Pooling
Last updated
Last updated
Janction does this by integrating deep learning or other compute services into tools that support a microservices architecture, where each function is executed in a separate container (Docker, for example). We start with a simple virtualization of GPU arithmetic resources for use by different container applications, which involves splitting the physical GPU into multiple fixed-size vGPUs, each with equal arithmetic and graphics memory. It has been proven that different AI models have different requirements for computing power and graphics memory resources. Therefore, such a slicing approach does not meet the diverse needs of AI models.GPU virtualization is mainly Time-slicing, Multi-Process Service, Multi-Instance GPU, etc.
Time-slicing uses a simple oversubscription strategy to invoke the time-slice scheduler of GPUs. Time-slicing uses a simple oversubscription policy to invoke the GPU's time-slice scheduler to achieve concurrent execution of multiple CUDA applications through GPU time sharing; Multi-Process Service is an alternative binary-compatible implementation of the CUDA Application Programming Interface (APPI) that allows multiple streams or CPU processes to make CUDA Kernel calls to the GPU at the same time, combining them into a single The Multi-Instance GPU feature (starting with the NVIDIA Ampere architecture) allows the GPU to be securely partitioned into up to seven separate GPU instances, partitioning the system's available GPU compute resources (including stream multiprocessors, SMs, GPU engines, and so on) to provide the ability for different clients (e.g., virtual machines, containers, or processes) to run their applications in a single GPU. The GPUs are partitioned into up to seven separate instances of the system's available GPU compute resources (including streaming multiprocessors, SMs, GPU engines, etc.), providing quality assurance with fault isolation for different clients such as virtual machines, containers, or processes.

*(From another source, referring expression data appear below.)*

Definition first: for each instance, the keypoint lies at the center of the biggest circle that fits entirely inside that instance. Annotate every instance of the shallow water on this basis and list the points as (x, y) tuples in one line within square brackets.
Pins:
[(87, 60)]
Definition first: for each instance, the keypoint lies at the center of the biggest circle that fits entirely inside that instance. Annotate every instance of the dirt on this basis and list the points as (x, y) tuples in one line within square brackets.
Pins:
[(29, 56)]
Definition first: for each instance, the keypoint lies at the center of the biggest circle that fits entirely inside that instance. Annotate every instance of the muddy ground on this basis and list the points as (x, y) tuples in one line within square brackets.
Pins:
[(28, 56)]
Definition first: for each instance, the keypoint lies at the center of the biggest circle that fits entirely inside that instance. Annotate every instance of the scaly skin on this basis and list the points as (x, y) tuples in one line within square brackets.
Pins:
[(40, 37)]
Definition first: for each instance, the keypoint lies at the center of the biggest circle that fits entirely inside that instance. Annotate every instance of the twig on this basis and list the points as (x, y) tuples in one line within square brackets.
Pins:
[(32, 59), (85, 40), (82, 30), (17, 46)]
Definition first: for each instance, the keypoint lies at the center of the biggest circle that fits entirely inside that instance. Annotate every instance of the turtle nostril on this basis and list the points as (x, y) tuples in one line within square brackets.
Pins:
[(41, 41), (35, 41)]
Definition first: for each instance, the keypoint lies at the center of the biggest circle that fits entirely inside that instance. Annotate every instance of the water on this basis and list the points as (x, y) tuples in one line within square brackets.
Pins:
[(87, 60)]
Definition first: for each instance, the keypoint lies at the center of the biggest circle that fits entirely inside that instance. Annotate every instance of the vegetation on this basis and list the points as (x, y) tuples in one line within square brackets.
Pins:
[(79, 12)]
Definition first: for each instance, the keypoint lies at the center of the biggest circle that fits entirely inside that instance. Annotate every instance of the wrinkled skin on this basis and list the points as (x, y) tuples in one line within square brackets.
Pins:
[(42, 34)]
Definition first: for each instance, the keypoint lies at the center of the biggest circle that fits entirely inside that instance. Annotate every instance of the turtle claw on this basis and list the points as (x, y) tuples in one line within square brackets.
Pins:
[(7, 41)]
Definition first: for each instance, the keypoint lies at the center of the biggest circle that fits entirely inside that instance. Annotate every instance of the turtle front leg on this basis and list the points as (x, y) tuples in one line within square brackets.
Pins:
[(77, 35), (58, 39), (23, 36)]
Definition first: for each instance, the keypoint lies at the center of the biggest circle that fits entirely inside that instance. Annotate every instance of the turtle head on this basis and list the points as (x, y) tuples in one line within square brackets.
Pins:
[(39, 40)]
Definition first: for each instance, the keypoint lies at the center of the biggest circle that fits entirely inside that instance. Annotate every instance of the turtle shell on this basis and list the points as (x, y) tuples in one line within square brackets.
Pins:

Each microservice interoperates with other microservices in a lightweight and loosely coupled way via RESTful APIs. Janction provides Serverless container batch management and scheduling interfaces as the backend of the entire distributed AI service, and these interfaces automatically manage the allocation of resources as well as storage and bandwidth in the GPU market in real-time. Then Janction builds cross-cluster arithmetic service routing protocols based on VxLAN, and applies appropriate scheduling policies (Gang-scheduling, Fair-share scheduling, DRF scheduling) in the distributed GPU arithmetic network to complete the entire microservice-based implementation of the Serverless Distributed pooling of resources system.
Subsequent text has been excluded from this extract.